All hell breaks loose yet again as the zombies break free from their bonds and the survivors try to
survive the best they can in the dark apartment building with a winding spiral staircase running right
through the heart of it. At the end they try to give us an explanation for the outbreak, linking it to an old
case of a little girl who according to the church was possessed by demons. The man who lives in the
attic apparently studied the phenomena and found it was caused by a virus and not by the devil. The girl
is actually still in the house and is let loose at the end. She is the scariest, most realist zombie I have
ever seen! If you know Rubber Johnny, you know what I mean when I say realistic and scary.

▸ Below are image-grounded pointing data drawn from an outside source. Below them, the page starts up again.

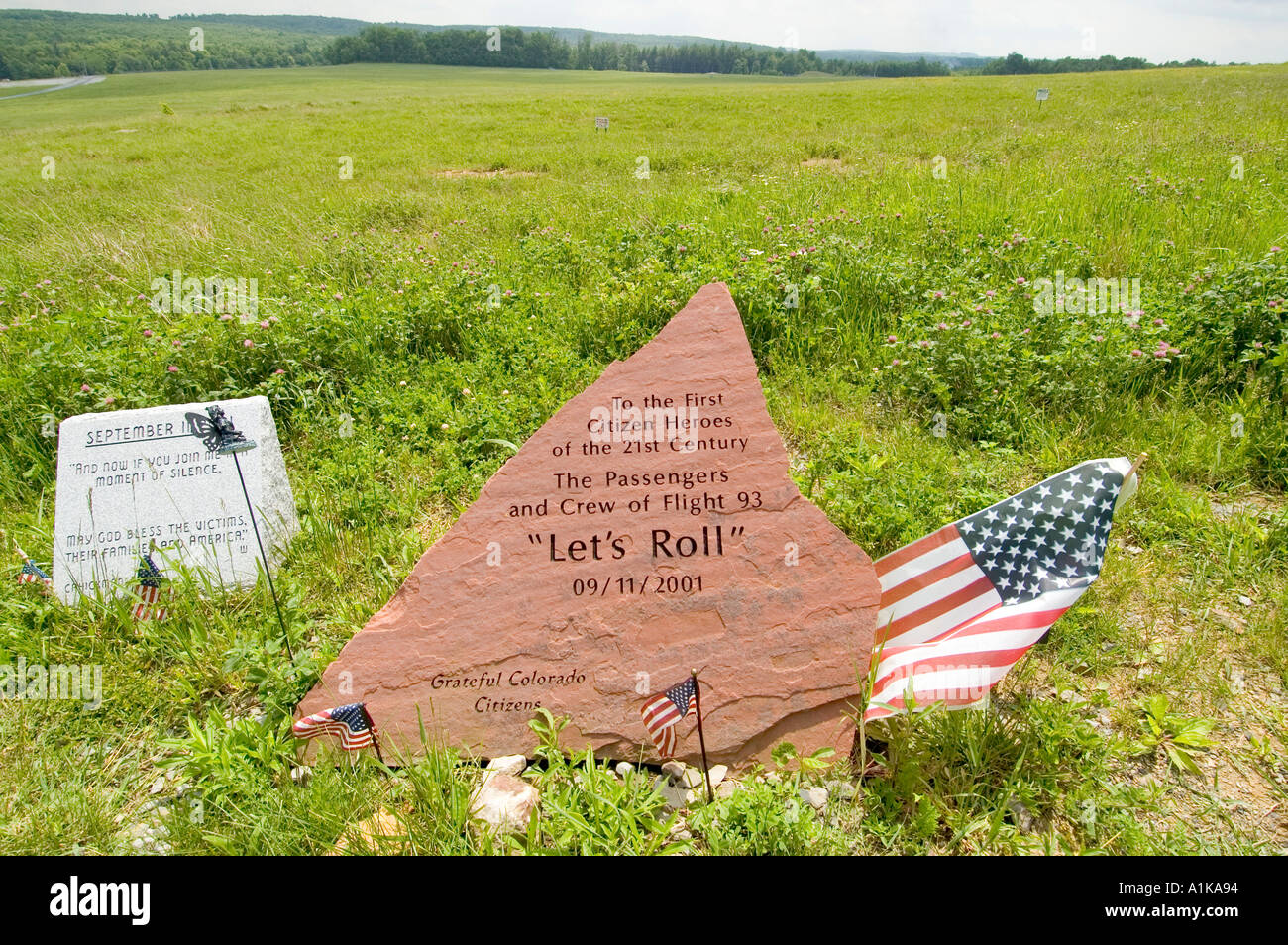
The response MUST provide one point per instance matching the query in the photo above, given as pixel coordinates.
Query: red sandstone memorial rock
(648, 528)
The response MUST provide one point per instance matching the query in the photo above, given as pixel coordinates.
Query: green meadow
(445, 255)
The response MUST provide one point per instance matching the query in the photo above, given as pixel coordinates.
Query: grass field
(910, 218)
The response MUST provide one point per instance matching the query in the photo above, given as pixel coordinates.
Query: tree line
(39, 44)
(511, 47)
(43, 44)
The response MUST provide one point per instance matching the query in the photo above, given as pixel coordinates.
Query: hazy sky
(1159, 30)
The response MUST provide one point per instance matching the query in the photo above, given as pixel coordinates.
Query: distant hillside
(949, 59)
(38, 44)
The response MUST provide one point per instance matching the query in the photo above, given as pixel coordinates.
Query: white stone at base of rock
(814, 797)
(503, 802)
(130, 477)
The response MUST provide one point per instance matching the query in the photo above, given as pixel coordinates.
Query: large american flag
(149, 589)
(961, 605)
(662, 711)
(351, 722)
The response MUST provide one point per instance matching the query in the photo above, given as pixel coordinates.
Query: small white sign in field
(129, 479)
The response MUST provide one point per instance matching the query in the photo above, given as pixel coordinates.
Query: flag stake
(1140, 461)
(268, 574)
(375, 738)
(702, 738)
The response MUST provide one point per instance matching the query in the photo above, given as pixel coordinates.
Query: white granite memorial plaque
(129, 479)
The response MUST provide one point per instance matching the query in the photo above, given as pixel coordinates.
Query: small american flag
(662, 711)
(149, 589)
(960, 606)
(33, 575)
(351, 722)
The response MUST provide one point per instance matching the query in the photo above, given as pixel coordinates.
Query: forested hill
(38, 44)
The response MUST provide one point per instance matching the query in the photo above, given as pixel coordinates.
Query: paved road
(81, 80)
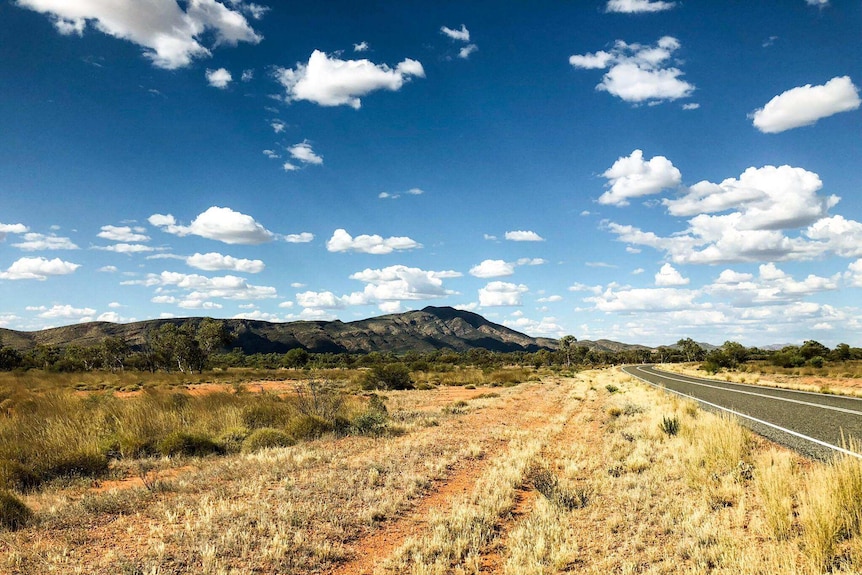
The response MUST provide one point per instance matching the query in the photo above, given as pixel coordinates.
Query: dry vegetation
(591, 474)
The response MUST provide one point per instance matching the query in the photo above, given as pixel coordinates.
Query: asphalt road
(814, 424)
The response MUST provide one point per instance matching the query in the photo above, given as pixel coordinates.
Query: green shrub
(266, 437)
(371, 423)
(232, 439)
(670, 425)
(308, 427)
(13, 513)
(266, 412)
(183, 443)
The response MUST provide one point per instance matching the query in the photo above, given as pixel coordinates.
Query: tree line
(191, 347)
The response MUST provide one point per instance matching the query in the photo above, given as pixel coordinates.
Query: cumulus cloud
(462, 34)
(386, 287)
(169, 35)
(341, 241)
(331, 81)
(805, 105)
(668, 276)
(633, 177)
(216, 223)
(497, 294)
(37, 242)
(638, 73)
(492, 269)
(759, 207)
(123, 234)
(636, 6)
(217, 262)
(38, 269)
(219, 78)
(465, 52)
(523, 236)
(200, 289)
(302, 238)
(304, 154)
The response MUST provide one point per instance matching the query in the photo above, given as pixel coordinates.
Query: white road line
(760, 421)
(777, 398)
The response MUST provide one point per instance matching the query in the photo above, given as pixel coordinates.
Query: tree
(690, 349)
(114, 352)
(567, 342)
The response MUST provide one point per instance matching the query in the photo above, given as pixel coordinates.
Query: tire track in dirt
(379, 545)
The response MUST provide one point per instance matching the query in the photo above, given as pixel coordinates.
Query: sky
(637, 170)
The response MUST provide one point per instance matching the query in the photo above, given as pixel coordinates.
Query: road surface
(816, 425)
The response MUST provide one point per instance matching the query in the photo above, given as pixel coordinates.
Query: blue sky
(636, 170)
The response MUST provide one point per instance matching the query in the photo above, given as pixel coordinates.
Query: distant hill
(425, 330)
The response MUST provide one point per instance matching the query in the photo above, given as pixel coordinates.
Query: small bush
(182, 443)
(266, 412)
(231, 440)
(265, 438)
(13, 513)
(308, 427)
(669, 425)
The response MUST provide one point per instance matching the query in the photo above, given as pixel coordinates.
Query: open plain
(595, 473)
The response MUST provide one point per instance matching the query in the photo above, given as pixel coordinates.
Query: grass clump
(14, 514)
(266, 438)
(189, 444)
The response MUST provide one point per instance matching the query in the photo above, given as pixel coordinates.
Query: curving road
(814, 424)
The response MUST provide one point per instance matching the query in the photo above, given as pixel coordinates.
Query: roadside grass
(610, 491)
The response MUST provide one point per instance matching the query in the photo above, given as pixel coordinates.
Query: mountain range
(425, 330)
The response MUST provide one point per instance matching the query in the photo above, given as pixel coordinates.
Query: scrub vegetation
(589, 472)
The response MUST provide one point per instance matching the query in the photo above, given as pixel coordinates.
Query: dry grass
(568, 478)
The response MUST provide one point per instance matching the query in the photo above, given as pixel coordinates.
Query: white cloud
(636, 6)
(65, 312)
(632, 177)
(465, 52)
(492, 269)
(302, 238)
(124, 248)
(219, 78)
(759, 207)
(341, 241)
(638, 73)
(547, 326)
(123, 234)
(217, 262)
(629, 300)
(304, 154)
(462, 34)
(38, 269)
(550, 299)
(523, 236)
(668, 276)
(330, 81)
(497, 294)
(804, 105)
(201, 288)
(222, 224)
(38, 242)
(169, 36)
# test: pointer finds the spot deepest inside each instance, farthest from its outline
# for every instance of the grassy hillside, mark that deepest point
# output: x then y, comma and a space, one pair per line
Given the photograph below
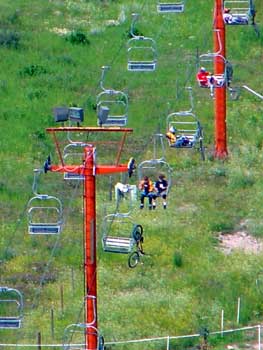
186, 280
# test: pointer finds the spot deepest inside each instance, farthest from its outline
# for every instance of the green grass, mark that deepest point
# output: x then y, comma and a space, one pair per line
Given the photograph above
185, 280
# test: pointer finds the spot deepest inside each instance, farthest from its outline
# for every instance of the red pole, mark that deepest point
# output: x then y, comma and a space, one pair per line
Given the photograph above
220, 93
90, 274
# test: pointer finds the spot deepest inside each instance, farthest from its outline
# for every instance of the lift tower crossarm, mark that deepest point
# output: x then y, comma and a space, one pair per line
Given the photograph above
90, 169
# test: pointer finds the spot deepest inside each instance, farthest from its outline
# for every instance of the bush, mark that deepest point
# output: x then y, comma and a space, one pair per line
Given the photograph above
178, 259
33, 70
77, 37
9, 39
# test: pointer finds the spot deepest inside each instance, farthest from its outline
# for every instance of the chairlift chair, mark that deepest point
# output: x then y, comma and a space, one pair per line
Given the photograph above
73, 152
187, 127
115, 104
112, 105
158, 146
170, 7
153, 168
44, 215
241, 11
11, 308
215, 80
44, 212
142, 52
122, 235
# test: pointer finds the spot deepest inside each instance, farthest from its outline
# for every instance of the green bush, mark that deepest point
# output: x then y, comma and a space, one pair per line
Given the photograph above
77, 37
33, 70
9, 39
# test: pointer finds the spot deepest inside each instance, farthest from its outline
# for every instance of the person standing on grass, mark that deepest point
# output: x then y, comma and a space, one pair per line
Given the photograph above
161, 187
147, 190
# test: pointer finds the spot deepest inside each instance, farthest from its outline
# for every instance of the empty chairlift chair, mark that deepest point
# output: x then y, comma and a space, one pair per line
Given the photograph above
44, 213
112, 106
170, 7
11, 308
142, 52
187, 130
121, 235
238, 12
152, 168
73, 153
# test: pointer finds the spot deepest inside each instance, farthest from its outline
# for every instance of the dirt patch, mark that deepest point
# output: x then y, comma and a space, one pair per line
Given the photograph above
240, 240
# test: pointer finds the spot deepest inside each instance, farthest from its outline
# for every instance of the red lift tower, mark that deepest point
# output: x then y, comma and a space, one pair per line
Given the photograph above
220, 93
89, 169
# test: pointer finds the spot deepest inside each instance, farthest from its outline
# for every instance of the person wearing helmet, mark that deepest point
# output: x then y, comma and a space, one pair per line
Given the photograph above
203, 77
171, 136
234, 19
147, 190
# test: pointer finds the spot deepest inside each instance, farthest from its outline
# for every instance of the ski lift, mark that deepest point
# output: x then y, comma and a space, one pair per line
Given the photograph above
217, 80
44, 213
170, 7
11, 308
73, 152
125, 195
142, 52
153, 168
187, 129
76, 332
205, 78
238, 12
112, 105
158, 147
126, 237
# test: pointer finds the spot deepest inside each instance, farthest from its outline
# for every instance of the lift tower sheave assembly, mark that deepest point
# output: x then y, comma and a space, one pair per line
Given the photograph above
89, 169
220, 93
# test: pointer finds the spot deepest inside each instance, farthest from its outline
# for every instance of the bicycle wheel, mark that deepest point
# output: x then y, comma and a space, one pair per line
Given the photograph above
137, 233
133, 259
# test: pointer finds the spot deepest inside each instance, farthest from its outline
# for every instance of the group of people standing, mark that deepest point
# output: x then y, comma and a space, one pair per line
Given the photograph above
153, 190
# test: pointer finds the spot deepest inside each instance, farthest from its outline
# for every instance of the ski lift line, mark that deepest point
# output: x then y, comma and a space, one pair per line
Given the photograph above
53, 251
253, 92
170, 7
11, 296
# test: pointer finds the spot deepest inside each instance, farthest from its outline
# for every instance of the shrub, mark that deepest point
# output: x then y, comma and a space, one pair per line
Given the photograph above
77, 37
9, 39
178, 259
33, 70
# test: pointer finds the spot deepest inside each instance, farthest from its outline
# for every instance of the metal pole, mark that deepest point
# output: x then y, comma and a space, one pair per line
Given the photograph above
259, 336
238, 310
90, 268
220, 93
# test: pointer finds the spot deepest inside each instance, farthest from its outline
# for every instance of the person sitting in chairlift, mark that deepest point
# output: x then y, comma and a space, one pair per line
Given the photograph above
171, 135
122, 189
147, 190
177, 141
204, 77
230, 19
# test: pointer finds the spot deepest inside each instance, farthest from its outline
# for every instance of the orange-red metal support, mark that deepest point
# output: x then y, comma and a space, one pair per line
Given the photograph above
220, 93
89, 169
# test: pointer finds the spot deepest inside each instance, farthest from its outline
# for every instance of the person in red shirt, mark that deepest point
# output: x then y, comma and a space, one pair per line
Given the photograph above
203, 77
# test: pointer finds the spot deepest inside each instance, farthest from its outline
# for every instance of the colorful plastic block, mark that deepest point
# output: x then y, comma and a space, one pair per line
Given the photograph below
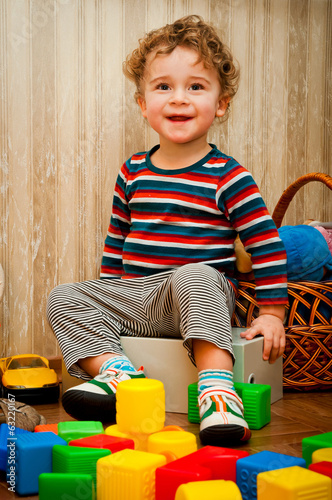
33, 456
174, 444
293, 483
140, 439
217, 489
147, 397
58, 486
247, 469
47, 428
256, 400
128, 475
75, 430
313, 443
210, 462
7, 432
322, 455
77, 460
324, 468
111, 443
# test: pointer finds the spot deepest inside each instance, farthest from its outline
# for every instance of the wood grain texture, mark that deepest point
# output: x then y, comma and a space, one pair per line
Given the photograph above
69, 120
296, 416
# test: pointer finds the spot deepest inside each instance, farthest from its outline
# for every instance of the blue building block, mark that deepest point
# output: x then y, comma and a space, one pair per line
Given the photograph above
248, 468
30, 456
7, 432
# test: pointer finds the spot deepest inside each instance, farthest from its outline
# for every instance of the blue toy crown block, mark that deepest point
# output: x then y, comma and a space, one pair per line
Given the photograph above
313, 443
74, 430
32, 455
58, 486
7, 432
248, 468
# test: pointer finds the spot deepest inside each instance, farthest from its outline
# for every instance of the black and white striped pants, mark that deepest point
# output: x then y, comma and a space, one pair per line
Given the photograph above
194, 301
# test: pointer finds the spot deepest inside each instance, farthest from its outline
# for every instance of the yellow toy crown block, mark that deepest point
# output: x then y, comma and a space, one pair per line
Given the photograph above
140, 406
128, 475
218, 489
322, 455
293, 483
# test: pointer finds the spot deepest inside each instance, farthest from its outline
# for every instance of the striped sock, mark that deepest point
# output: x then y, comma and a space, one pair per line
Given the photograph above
119, 363
215, 378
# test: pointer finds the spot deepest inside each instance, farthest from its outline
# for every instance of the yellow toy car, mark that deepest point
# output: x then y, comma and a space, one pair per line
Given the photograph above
29, 379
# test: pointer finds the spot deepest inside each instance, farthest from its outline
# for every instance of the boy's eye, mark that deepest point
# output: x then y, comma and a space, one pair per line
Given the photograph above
196, 86
163, 86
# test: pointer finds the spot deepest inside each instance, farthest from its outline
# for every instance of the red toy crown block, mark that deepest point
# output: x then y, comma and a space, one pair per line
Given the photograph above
210, 462
104, 441
324, 468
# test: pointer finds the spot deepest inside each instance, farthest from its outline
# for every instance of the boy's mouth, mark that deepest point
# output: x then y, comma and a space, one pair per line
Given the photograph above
179, 118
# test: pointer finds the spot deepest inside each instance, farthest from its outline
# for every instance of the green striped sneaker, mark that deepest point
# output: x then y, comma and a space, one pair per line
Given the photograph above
222, 422
95, 399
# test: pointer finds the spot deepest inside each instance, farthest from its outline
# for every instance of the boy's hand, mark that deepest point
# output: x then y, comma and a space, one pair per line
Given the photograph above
270, 325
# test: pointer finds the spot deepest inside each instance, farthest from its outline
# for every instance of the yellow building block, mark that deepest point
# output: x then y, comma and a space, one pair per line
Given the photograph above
218, 489
176, 443
128, 475
322, 455
140, 406
293, 483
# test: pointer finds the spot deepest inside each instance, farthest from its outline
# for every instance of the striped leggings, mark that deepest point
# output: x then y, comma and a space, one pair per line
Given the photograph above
194, 301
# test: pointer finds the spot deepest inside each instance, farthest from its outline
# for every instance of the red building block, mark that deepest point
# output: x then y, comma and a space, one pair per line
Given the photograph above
210, 462
47, 428
104, 441
324, 468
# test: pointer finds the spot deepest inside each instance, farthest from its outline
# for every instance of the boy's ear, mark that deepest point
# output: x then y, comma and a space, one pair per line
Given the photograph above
142, 104
222, 106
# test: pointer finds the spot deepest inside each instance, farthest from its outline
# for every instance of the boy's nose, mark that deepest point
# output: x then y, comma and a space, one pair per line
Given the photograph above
179, 96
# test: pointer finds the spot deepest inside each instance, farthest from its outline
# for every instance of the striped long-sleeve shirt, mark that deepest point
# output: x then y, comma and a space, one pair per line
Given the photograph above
163, 219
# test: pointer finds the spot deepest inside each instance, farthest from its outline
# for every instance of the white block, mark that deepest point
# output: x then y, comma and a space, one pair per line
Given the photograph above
167, 360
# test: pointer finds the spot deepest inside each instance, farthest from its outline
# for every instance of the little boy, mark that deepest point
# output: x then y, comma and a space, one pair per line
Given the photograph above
168, 261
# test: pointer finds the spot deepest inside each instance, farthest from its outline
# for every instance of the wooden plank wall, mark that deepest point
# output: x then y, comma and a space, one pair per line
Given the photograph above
68, 121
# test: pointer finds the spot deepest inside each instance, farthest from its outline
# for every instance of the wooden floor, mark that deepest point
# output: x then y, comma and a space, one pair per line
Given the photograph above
294, 417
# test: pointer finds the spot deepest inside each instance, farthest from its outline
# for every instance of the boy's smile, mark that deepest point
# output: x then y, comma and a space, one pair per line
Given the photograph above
181, 97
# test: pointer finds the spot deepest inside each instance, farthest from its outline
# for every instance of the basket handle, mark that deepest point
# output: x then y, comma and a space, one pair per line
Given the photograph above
290, 192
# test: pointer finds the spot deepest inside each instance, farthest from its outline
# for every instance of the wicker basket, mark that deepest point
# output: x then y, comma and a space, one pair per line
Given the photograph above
307, 363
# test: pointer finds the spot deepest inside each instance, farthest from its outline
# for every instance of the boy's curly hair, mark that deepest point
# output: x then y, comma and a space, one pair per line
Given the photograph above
189, 31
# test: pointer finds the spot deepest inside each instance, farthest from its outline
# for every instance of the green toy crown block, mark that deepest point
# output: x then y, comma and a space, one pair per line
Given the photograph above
75, 430
313, 443
55, 486
77, 460
256, 400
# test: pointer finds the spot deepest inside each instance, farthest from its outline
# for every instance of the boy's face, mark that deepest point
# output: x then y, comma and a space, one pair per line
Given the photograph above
181, 97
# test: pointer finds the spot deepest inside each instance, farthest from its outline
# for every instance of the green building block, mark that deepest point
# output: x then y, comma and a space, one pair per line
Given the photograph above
55, 486
75, 430
77, 460
313, 443
256, 402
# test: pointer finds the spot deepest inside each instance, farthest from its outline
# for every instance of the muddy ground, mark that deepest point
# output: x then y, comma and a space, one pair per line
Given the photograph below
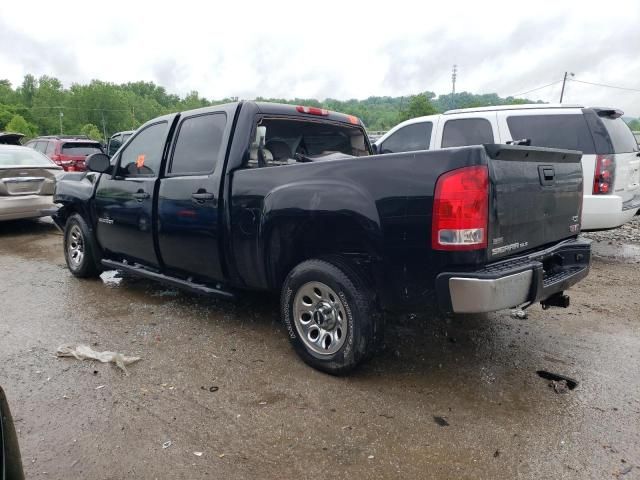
449, 398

The film not only has better acting than "QUARANTINE", but there is better camera work, and there is
this creepy, moaning soundtrack playing subtly under the action of the film that really helps to unnerve
the viewer. The film excellently captures the jump-out scares of a haunted house. The only problem with
the film is that the infection takes a long time to resurrect the dead throughout the beginning, but by the
last twenty minutes, everyone becomes a zombie immediately. This is a cheat, but such a minor one that
it didn't really bother me that much. This is an intense, and scary movie that I promise will have you
jumping our of your seat at least a rotting handful of times.